Я понимаю, но более пугающим является тот факт, что Беккер чувствует то же, что и его отец, за исключением, вероятно, более сильного уровня. Он потерял обоих родителей. У него вдвое больше негодования. И опасения старого мистера Х. теперь слишком разумны. Он не хочет терять своего внука – своего единственного живого родственника – как он потерял сына, невестку и собственную жену, хотя и при других обстоятельствах. Но все сводится к этой карте. Мистер Х готов скрыть все ужасные обстоятельства, попытаться помириться с Уилсонами, чтобы уберечь своего внука от проклятия карты? Неудивительно, что он так разозлился на Беккера, когда узнал, что тот обманул Брента. Беккер солгал ему. Он пообещал своему деду, что отпустит это, но сделал это, чтобы защитить старика. Мой Одинокий Рейнджер хотел найти эту скульптуру, чтобы отомстить за смерть своих родителей и исполнить желание своего отца. Он хотел сделать это, не опасаясь причинить деду дальнейшие страдания. Поэтому он замкнулся, ограничил любую эмоциональную привязанность к своим дедушкам и всем остальным, если на то пошло. Мой бедный, ранимый, сложный мужчина.

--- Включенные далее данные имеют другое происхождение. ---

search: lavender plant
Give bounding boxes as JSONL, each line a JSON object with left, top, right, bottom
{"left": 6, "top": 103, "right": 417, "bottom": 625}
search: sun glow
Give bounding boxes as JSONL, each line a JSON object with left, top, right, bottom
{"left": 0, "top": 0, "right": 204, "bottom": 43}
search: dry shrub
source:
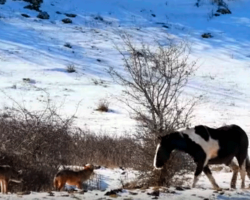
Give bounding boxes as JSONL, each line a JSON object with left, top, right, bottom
{"left": 72, "top": 130, "right": 139, "bottom": 168}
{"left": 66, "top": 64, "right": 76, "bottom": 73}
{"left": 95, "top": 99, "right": 110, "bottom": 112}
{"left": 0, "top": 102, "right": 76, "bottom": 191}
{"left": 0, "top": 97, "right": 139, "bottom": 192}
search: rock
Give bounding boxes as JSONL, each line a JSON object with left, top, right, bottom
{"left": 56, "top": 11, "right": 62, "bottom": 14}
{"left": 23, "top": 0, "right": 43, "bottom": 11}
{"left": 104, "top": 189, "right": 122, "bottom": 196}
{"left": 21, "top": 14, "right": 30, "bottom": 18}
{"left": 182, "top": 186, "right": 191, "bottom": 190}
{"left": 23, "top": 78, "right": 36, "bottom": 84}
{"left": 151, "top": 14, "right": 156, "bottom": 17}
{"left": 37, "top": 11, "right": 49, "bottom": 19}
{"left": 217, "top": 8, "right": 231, "bottom": 14}
{"left": 16, "top": 191, "right": 31, "bottom": 195}
{"left": 147, "top": 190, "right": 159, "bottom": 197}
{"left": 65, "top": 13, "right": 77, "bottom": 18}
{"left": 129, "top": 191, "right": 138, "bottom": 195}
{"left": 201, "top": 33, "right": 213, "bottom": 38}
{"left": 23, "top": 0, "right": 43, "bottom": 4}
{"left": 163, "top": 189, "right": 175, "bottom": 194}
{"left": 61, "top": 194, "right": 69, "bottom": 197}
{"left": 0, "top": 0, "right": 6, "bottom": 5}
{"left": 94, "top": 15, "right": 104, "bottom": 21}
{"left": 47, "top": 191, "right": 54, "bottom": 196}
{"left": 155, "top": 22, "right": 165, "bottom": 25}
{"left": 175, "top": 186, "right": 185, "bottom": 191}
{"left": 64, "top": 43, "right": 72, "bottom": 48}
{"left": 23, "top": 78, "right": 31, "bottom": 82}
{"left": 62, "top": 18, "right": 72, "bottom": 24}
{"left": 24, "top": 4, "right": 40, "bottom": 11}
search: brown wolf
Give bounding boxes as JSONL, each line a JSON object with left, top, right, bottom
{"left": 0, "top": 165, "right": 22, "bottom": 194}
{"left": 53, "top": 164, "right": 94, "bottom": 191}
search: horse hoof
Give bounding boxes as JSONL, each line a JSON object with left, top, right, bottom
{"left": 215, "top": 187, "right": 223, "bottom": 191}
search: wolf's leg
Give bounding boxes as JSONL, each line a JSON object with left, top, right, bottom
{"left": 76, "top": 181, "right": 82, "bottom": 190}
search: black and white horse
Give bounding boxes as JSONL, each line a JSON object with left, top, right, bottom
{"left": 154, "top": 124, "right": 250, "bottom": 190}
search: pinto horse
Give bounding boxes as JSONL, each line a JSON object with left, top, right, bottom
{"left": 154, "top": 124, "right": 250, "bottom": 190}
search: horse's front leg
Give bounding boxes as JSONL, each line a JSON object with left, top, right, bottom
{"left": 203, "top": 165, "right": 221, "bottom": 190}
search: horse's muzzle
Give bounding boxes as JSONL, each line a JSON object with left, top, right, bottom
{"left": 153, "top": 167, "right": 163, "bottom": 171}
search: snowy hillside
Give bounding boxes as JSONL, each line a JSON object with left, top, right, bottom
{"left": 0, "top": 0, "right": 250, "bottom": 199}
{"left": 0, "top": 0, "right": 249, "bottom": 135}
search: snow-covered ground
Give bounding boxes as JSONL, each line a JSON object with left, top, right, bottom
{"left": 2, "top": 167, "right": 250, "bottom": 200}
{"left": 0, "top": 0, "right": 250, "bottom": 199}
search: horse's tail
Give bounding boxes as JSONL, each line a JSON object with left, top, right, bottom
{"left": 245, "top": 154, "right": 250, "bottom": 178}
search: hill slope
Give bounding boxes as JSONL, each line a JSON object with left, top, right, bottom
{"left": 0, "top": 0, "right": 250, "bottom": 134}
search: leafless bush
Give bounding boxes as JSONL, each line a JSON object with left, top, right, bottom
{"left": 0, "top": 95, "right": 139, "bottom": 191}
{"left": 66, "top": 64, "right": 76, "bottom": 73}
{"left": 0, "top": 96, "right": 77, "bottom": 191}
{"left": 95, "top": 99, "right": 110, "bottom": 112}
{"left": 109, "top": 34, "right": 199, "bottom": 186}
{"left": 72, "top": 130, "right": 139, "bottom": 168}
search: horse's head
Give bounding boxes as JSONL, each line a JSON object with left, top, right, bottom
{"left": 153, "top": 132, "right": 183, "bottom": 170}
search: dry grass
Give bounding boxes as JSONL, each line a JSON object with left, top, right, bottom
{"left": 95, "top": 99, "right": 109, "bottom": 112}
{"left": 66, "top": 64, "right": 76, "bottom": 73}
{"left": 0, "top": 97, "right": 139, "bottom": 192}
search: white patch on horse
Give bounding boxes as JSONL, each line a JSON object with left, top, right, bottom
{"left": 153, "top": 143, "right": 162, "bottom": 169}
{"left": 182, "top": 128, "right": 220, "bottom": 166}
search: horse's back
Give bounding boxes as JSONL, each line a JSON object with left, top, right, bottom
{"left": 213, "top": 124, "right": 248, "bottom": 144}
{"left": 209, "top": 124, "right": 248, "bottom": 165}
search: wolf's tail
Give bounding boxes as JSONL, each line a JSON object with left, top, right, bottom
{"left": 53, "top": 177, "right": 59, "bottom": 191}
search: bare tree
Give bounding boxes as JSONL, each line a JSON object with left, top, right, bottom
{"left": 109, "top": 34, "right": 199, "bottom": 186}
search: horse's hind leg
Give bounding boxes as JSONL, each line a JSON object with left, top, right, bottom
{"left": 239, "top": 159, "right": 246, "bottom": 189}
{"left": 235, "top": 149, "right": 248, "bottom": 189}
{"left": 192, "top": 160, "right": 205, "bottom": 188}
{"left": 228, "top": 159, "right": 239, "bottom": 189}
{"left": 203, "top": 165, "right": 220, "bottom": 190}
{"left": 245, "top": 156, "right": 250, "bottom": 181}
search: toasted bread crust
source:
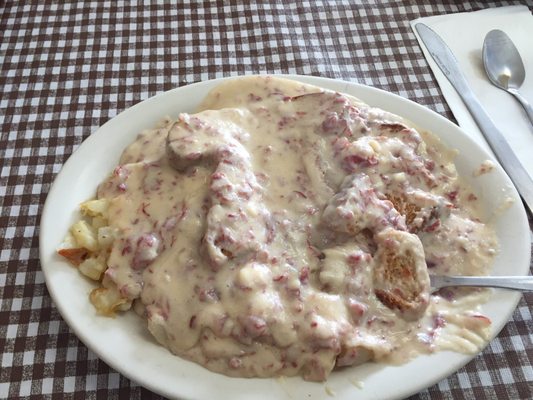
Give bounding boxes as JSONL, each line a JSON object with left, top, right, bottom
{"left": 372, "top": 228, "right": 430, "bottom": 320}
{"left": 387, "top": 195, "right": 420, "bottom": 228}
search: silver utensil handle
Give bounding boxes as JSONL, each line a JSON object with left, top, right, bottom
{"left": 415, "top": 23, "right": 533, "bottom": 215}
{"left": 432, "top": 275, "right": 533, "bottom": 291}
{"left": 461, "top": 91, "right": 533, "bottom": 215}
{"left": 508, "top": 88, "right": 533, "bottom": 127}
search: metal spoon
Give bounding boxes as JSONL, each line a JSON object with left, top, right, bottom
{"left": 482, "top": 29, "right": 533, "bottom": 125}
{"left": 430, "top": 275, "right": 533, "bottom": 293}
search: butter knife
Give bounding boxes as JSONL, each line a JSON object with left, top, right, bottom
{"left": 415, "top": 23, "right": 533, "bottom": 215}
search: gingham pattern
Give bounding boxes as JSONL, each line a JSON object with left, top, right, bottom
{"left": 1, "top": 1, "right": 532, "bottom": 399}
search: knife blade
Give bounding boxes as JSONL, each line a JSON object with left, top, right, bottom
{"left": 415, "top": 23, "right": 533, "bottom": 215}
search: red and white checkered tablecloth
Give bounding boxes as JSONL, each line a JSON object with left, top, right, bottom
{"left": 1, "top": 1, "right": 532, "bottom": 399}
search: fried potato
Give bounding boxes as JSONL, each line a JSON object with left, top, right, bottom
{"left": 78, "top": 256, "right": 107, "bottom": 281}
{"left": 80, "top": 199, "right": 109, "bottom": 217}
{"left": 90, "top": 284, "right": 131, "bottom": 316}
{"left": 70, "top": 220, "right": 98, "bottom": 252}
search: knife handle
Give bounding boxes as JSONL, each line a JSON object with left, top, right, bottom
{"left": 461, "top": 91, "right": 533, "bottom": 215}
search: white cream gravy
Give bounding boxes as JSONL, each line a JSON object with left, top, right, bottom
{"left": 97, "top": 76, "right": 497, "bottom": 381}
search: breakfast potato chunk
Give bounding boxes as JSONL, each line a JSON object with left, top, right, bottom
{"left": 70, "top": 220, "right": 98, "bottom": 252}
{"left": 90, "top": 284, "right": 131, "bottom": 316}
{"left": 80, "top": 198, "right": 109, "bottom": 217}
{"left": 78, "top": 256, "right": 107, "bottom": 281}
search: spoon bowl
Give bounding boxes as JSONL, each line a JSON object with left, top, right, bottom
{"left": 483, "top": 29, "right": 533, "bottom": 125}
{"left": 483, "top": 29, "right": 525, "bottom": 89}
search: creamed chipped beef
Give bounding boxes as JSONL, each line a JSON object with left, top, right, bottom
{"left": 92, "top": 77, "right": 497, "bottom": 381}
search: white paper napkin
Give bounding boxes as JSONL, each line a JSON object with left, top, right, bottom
{"left": 411, "top": 6, "right": 533, "bottom": 180}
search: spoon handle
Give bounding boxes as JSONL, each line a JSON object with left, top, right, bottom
{"left": 430, "top": 275, "right": 533, "bottom": 292}
{"left": 508, "top": 88, "right": 533, "bottom": 127}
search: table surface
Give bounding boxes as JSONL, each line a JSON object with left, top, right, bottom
{"left": 1, "top": 1, "right": 532, "bottom": 399}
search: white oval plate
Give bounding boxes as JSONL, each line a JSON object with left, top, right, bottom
{"left": 40, "top": 75, "right": 531, "bottom": 400}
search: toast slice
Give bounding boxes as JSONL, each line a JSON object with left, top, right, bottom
{"left": 373, "top": 228, "right": 430, "bottom": 320}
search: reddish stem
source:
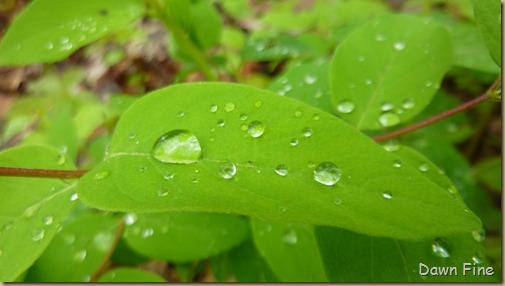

– Уилсоны здесь аморальны, принцесса. Не я.' Глаза Беккера затуманиваются. Он идет к своему столу и плюхается в кресло, откинувшись назад своим высоким телом. Он внезапно выглядит таким усталым, измученным, когда он вытаскивает что-то из кармана и изучает это, вскоре теряясь в мечтах. «Она была так красива», – тихо говорит он, поднося указательный палец к верхней губе и слегка поглаживая из стороны в сторону, глубоко задумавшись. «Мой отец поклонялся земле, по которой она шла. Был сломлен, когда потерял ее ».
Мой животик трепещет от нервов, которые меня сбивают с толку. Теперь он выглядит мирным, спокойным и стабильным. Меня это подбрасывает. Я должна быть рада, что он, наконец, разделяет со мной свое горе, но, несмотря на благодарность, ее затуманивает огромное облако опасений.
Я наблюдаю за ним, как он изучает то, что я предположить, что фотография его матери. «Ты красивая», – шепчет он себе, а затем смотрит на меня. Боль в его глазах чуть не сбила меня со стула на задницу, и я понимаю, что это заявление было предназначено мне. «Просто мысль о том, что тебя нет рядом, кажется невыносимой». Его лицо искажается, как будто он злится из-за того, что он так думает, не говоря уже о том, чтобы чувствовать себя так.